I am reaching out to seek guidance on obtaining sample configuration files for the Loki Migrate Tool. My understanding is that these files should contain, at a minimum, the addresses of two source and destination servers, along with authentication details. Additionally, one of my servers utilizes basic authentication at the nginx proxy level.
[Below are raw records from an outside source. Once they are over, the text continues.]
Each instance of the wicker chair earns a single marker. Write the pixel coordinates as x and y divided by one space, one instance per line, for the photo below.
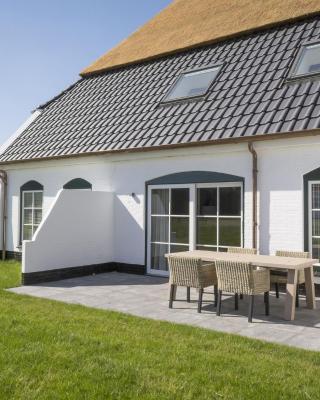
280 276
238 277
241 250
191 272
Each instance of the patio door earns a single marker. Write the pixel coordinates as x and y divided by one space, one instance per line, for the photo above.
188 217
314 219
170 224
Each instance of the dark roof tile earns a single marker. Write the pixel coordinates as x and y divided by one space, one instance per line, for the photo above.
121 109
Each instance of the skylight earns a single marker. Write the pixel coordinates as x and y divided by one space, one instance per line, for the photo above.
308 61
192 84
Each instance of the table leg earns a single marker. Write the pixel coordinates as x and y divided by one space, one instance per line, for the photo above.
310 296
290 305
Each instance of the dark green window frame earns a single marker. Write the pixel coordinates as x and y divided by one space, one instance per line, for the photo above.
78 183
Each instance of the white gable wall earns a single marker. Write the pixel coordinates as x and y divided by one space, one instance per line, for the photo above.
281 165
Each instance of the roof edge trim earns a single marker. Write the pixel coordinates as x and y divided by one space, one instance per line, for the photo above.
237 140
85 73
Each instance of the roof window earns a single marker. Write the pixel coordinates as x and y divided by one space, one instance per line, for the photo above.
307 62
192 84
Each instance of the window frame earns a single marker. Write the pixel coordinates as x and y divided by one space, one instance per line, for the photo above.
30 186
310 210
297 58
193 215
165 99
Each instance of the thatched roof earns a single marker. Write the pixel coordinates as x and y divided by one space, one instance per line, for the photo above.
190 23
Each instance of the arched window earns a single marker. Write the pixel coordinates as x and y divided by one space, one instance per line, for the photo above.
31 199
78 183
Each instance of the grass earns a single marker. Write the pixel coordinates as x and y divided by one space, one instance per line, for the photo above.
51 350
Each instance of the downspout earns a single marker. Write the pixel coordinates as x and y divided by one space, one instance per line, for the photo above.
254 193
4 184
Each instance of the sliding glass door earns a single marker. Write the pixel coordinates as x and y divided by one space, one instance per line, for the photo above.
219 217
187 217
314 219
169 224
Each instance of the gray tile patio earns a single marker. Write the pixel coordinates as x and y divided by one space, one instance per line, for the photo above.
147 296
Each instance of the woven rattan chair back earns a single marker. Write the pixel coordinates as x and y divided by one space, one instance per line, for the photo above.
296 254
234 277
184 271
241 250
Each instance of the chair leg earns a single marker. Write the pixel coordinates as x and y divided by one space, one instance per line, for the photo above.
236 302
277 290
200 300
266 302
215 295
172 292
250 315
219 303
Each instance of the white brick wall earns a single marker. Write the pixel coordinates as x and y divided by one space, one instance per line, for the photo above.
281 165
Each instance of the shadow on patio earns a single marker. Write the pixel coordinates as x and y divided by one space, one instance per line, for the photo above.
147 296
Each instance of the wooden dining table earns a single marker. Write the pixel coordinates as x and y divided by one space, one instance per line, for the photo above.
290 264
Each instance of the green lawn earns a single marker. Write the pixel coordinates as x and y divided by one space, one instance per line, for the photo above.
50 350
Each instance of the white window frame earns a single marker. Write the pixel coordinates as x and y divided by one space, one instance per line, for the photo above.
23 208
218 216
192 216
310 209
I am currently facing an issue where Loki is unable to clear old data from the local storage that exceeds the retention period. The storage size is growing, and the logs indicate the following errors:

-------------------------------
level=error ts=2023-11-28T09:56:25.066736207Z caller=table.go:167 table-name=index_19606 org_id=fake msg="index set has some problem, cleaning it up" err="gzip: invalid checksum"
level=error ts=2023-11-28T09:56:25.066855929Z caller=chunk_store.go:526 org_id=fake msg="error querying storage" err="gzip: invalid checksum"
-------------------------------
level=info ts=2023-11-28T12:01:33.461054843Z caller=compactor.go:364 msg="applying retention with compaction"
level=info ts=2023-11-28T12:01:33.47055703Z caller=compactor.go:490 msg="compacting table" table-name=index_19606
level=error ts=2023-11-28T12:01:33.520575449Z caller=compactor.go:430 msg="failed to compact files" table=index_19606 err="gzip: invalid checksum"
level=error ts=2023-11-28T12:01:33.52061652Z caller=compactor.go:370 msg="failed to run compaction" err="gzip: invalid checksum"
-------------------------------

I am using Loki server version 2.5.0
Below is the provided configuration file:

auth_enabled: false
server:
  http_listen_port: 3100
  grpc_server_max_concurrent_streams: 1000
  grpc_server_max_recv_msg_size: 10000000
  grpc_server_max_send_msg_size: 10000000
  http_server_read_timeout: 5m0s
  http_server_write_timeout: 5m0s
  http_server_idle_timeout: 5m0s
common:
  path_prefix: /tmp/loki
  storage:
    filesystem:
      chunks_directory: /tmp/loki/chunks
      rules_directory: /tmp/loki/rules
  replication_factor: 1
  ring:
    instance_addr: 127.0.0.1
    kvstore:
      store: inmemory
schema_config:
  configs:
  - from: '2022-02-24'
    store: boltdb-shipper
    object_store: filesystem
    schema: v11
    index:
      prefix: index_
      period: 24h
storage_config:
  boltdb_shipper:
    active_index_directory: /tmp/loki/boltdb-shipper-active
    cache_location: /tmp/loki/boltdb-shipper-cache
compactor:
  working_directory: /tmp/loki/boltdb-shipper-compactor
  retention_enabled: true
limits_config:
  max_global_streams_per_user: 10000
  per_stream_rate_limit: 10M
  per_stream_rate_limit_burst: 20M
  ingestion_rate_mb: 16
  ingestion_burst_size_mb: 24
  retention_stream:
  - selector: '{job="sqlog"}'
    priority: 1
    period: 60d
ruler:
  rule_path: /tmp/loki/rules-temp
querier:
  query_timeout: 5m0s
  engine:
    timeout: 6m0s

Therefore, I thought that perhaps migrating the data to another server might be the only solution. I would appreciate any assistance you can provide.

Thank you for your time and consideration.